FARMINGTON – Hundreds of hand-crafted items made by women from Africa, Brazil, Guatemala, India, Palestine, Peru and Vietnam will be on sale Saturday, Oct. 25 from 9 am to 2 pm and Sunday, Oct. 26 from noon to 3 pm in the Bass Room at Franklin Memorial Hospital.
Proceeds from the sale will provide women in the remote mountainous regions of Nicaragua with access to preventive screenings for cervical and breast cancer, said Dr. Connie Adler, a local obstetrician who has been working for years with the Maria Luisa Ortiz Women’s Cooperative Clinic in Mulukuku to provide health care to families living in rural Nicaragua.
It’s the third year Adler has worked with Babbie Cameron of Wilton to raise funds for the Nicaraguan health clinic. It’s the first year they have extended the “World Marketplace” to two days, Cameron said, who has spent her life as a fund raiser for social justice projects from around the world.

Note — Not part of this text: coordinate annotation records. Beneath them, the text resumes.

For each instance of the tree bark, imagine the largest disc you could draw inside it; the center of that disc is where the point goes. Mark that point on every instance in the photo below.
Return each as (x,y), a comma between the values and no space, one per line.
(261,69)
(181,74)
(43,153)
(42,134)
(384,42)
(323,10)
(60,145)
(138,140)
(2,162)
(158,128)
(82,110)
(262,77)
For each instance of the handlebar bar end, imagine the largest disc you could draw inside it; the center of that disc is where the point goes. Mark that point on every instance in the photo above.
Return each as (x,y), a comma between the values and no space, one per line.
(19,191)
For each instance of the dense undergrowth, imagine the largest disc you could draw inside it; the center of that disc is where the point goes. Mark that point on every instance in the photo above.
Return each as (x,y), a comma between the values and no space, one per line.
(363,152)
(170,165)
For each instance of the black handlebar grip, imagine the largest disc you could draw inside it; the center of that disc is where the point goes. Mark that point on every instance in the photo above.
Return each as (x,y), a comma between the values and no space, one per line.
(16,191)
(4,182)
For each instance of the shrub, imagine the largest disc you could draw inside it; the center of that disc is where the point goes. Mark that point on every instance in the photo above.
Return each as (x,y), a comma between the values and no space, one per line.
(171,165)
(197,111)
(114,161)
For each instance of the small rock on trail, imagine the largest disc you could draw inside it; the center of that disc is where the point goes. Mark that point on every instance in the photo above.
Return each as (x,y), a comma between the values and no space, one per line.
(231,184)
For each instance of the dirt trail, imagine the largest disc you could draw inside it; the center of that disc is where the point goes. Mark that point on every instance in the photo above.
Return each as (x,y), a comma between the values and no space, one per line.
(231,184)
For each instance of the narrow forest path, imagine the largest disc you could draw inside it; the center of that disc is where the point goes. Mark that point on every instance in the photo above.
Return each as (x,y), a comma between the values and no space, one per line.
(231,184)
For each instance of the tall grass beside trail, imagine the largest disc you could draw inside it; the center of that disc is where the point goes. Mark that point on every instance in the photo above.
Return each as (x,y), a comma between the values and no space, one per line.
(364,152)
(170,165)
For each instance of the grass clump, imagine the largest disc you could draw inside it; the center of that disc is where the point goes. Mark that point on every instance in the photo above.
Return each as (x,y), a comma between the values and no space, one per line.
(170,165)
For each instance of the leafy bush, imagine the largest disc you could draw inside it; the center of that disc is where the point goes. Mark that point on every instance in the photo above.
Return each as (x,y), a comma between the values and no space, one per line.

Cameron notes that the handcrafted items being sold – baskets, beadwork, batiks, lacquered bowls, clothing for adults and children, jewelry, olivewood candlesticks, table linens, toys and much more – are made by women who receive a fair wage and work under humane conditions – conditions that are approved by the Fair Trade Federation. (See: www.fairtradefederation.org )
“Not only is the rate of cervical cancer in Nicaragua higher than the rate of breast cancer, it is one of the highest among women in Central America,” Adler said. While cervical cancer is a disease that kills 290,000 women a year worldwide; it is a disease that is almost always preventable provided it is caught in time and treated, she added.
The fund raiser coincides with screenings for cervical and breast cancer available to insured and uninsured women in the Farmington area on Saturday, Oct. 25 from 9 am to 2 pm in the new medical office building adjoining the hospital. Jennifer McCormack R.N. of the Healthy Community Coalition, which is co-sponsoring the screenings with Franklin Memorial Hospital, says to schedule an appointment for that day call 779-2405 or 1-800-398-6031.
“By holding the two events on the same day in neighboring locations, we are hoping to attract more women to our twice yearly women’s health day,” McCormack said, adding that the coordinated events can’t but help increase awareness of the preventability of the disease.
Adler noted that despite the fact that the population of adult women in Nicaragua is only about twice that of the state of Maine, the rate of death from cervical cancer in Nicaragua is 10 times that of Maine. (Of the 55 women diagnosed with cervical cancer in Maine annually only 15 die; of the 809 diagnosed annually in Nicaragua, 354 die.)
In the past, proceeds from the event went toward the purchase of an ambulance for the clinic in Mulukuku, a town the size of Farmington. Last year the proceeds enabled the clinic to serve villages which are only reachable by horseback or on foot.